How ridiculous (to me—I wonder if it did to non-Mormons, or to people involved in rock culture?) the other members of his band looked compared to Arthur when they reunited. Saggy, dirty, silly, with their swaggers and attempts to be polite about Arthur’s conversion. Weird to think that they were probably looking at him with gentle condescension because he was poor and had never made anything of himself and now belonged to this weird church. Weird because of how silly they looked in their stupid clothes. They laugh a little at him because he feels a responsibility to return to his job (at the family history library) on Monday because they are understaffed. Is the concept of responsibility, of not letting down one’s friends, so foreign to them? Such a strange and beautiful juxtaposition of cultures and values.

I was very moved by the fact that Arthur died so soon after the reunion. To me, it was God’s reward for his faithfulness through what must have been incredible odds. (Arthur seemed quite lonely. I think he is probably being sweetly rewarded now.) I’m not sure I have as much faith as Arthur showed by converting after such a wild life, and then quietly sustaining that conversion in the face of his old friends, whom he must have sensed laughing at him at times.

This movie haunts me.

Have you seen it?

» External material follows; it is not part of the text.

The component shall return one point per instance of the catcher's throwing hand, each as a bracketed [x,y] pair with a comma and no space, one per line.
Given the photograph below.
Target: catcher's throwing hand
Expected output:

What did you think?

Here is my 100% original poem on the subject. (You know it got to me if I'm writing poetry about it.)

Paper Dolls
In Memoriam: Arthur "Killer" Kane of the New York Dolls (1949-2004)
“They who have endured the crosses of the world, and despised the shame of it, they shall inherit the kingdom of God” (2 Ne. 9:18).

Candy-coated rock stars, once your friends,
giggle in embarrassment, slide their eyes
away behind their glasses, feebly pat
your shoulder with their cartoon sophistication.
If we put them in the sun, they'd melt.

Not you.
You welcomed sunlight, judging glare that pierced
with pain, revealing ugliness: the inside
of the dumpster, the bottom
of a shoe, the terror
of the darkest part
of your own small, withered heart.

You winced but didn't look away.

The starkness of the light has softened you.
Now you stand, newborn pink, and face the sun.

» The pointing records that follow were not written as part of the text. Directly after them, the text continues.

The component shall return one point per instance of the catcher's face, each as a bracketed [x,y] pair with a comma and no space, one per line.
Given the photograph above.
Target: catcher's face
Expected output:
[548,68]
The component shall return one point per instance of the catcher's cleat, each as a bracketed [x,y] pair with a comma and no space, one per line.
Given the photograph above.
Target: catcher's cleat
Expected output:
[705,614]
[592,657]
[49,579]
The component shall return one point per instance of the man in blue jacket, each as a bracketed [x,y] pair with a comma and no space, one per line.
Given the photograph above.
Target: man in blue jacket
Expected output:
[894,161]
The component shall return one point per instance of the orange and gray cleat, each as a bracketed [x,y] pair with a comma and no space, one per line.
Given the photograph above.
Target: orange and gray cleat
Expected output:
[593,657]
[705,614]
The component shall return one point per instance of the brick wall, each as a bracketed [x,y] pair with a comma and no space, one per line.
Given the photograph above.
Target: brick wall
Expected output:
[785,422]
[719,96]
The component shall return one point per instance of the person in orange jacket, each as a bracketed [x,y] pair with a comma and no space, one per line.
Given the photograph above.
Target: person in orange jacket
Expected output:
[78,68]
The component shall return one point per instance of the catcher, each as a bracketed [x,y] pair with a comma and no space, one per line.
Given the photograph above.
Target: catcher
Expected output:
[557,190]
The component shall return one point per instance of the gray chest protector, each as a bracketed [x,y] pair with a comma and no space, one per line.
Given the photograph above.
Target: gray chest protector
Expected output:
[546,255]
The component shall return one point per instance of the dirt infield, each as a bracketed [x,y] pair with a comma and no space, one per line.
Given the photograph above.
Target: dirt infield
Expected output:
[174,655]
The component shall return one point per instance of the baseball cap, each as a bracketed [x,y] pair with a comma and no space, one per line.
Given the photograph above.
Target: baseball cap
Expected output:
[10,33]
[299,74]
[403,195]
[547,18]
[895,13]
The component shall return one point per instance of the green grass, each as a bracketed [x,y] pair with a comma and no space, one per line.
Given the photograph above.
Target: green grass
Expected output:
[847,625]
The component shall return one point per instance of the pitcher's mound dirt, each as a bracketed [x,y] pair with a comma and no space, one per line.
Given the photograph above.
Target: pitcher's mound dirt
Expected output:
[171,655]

You are foreign to these paper dolls,
spreading wide your arms, meeting their eyes.
They shiver, sensing hidden holiness.
You lope into the afternoon to catch a bus.


Darlene said...

I have to admit that my thoughts and my poem cannot really be about the man, Arthur Kane. Rather, they are about the character in the movie whose name was Arthur Kane. Because all I know of him is how he was painted. (Who knows what he was really like?) But I was really touched by this character and thought it worthy of a poem.

Darlene said...

Also, I think I used the word "amazing" too much in this post. But I'm too lazy to go back and edit it. Deal with it.

kristen said...

I just borrowed this movie from some friends of ours...we got it two days ago and still haven't seen it. I will today!!

mary ann said...

Loved the movie. I saw it with a friend from high school. We loved seeing the bands that we used to listen to talking about the man who had converted to Mormonism. We loved the juxtaposition of the genealogical library with the geneology of rock they used. We loved Arthur's earnest attempt to pay tribute to Joseph Smith. We loved Arthur.
Incidentally, my friend now lives in LA, and Arthur was for some months her home teacher. She said he was diligent and came every month with his companion, but didn't say very much. I also loved the sense of closure and redemption that Arthur got by participating in the meltdown.
My friend said that the home teacher was the unsung hero of that whole story (helping him financially with the bass in the pawn shop, the trip to London, the concierge's jacket and more), and I told my husband he should show it to his elders quorum as an example of true home teaching.

Darlene said...

Kristen, hope you like it as much as I did.

Mary Ann, Yeah, that would really solidify Rob's role as pillar of conservative righteousness in your ward.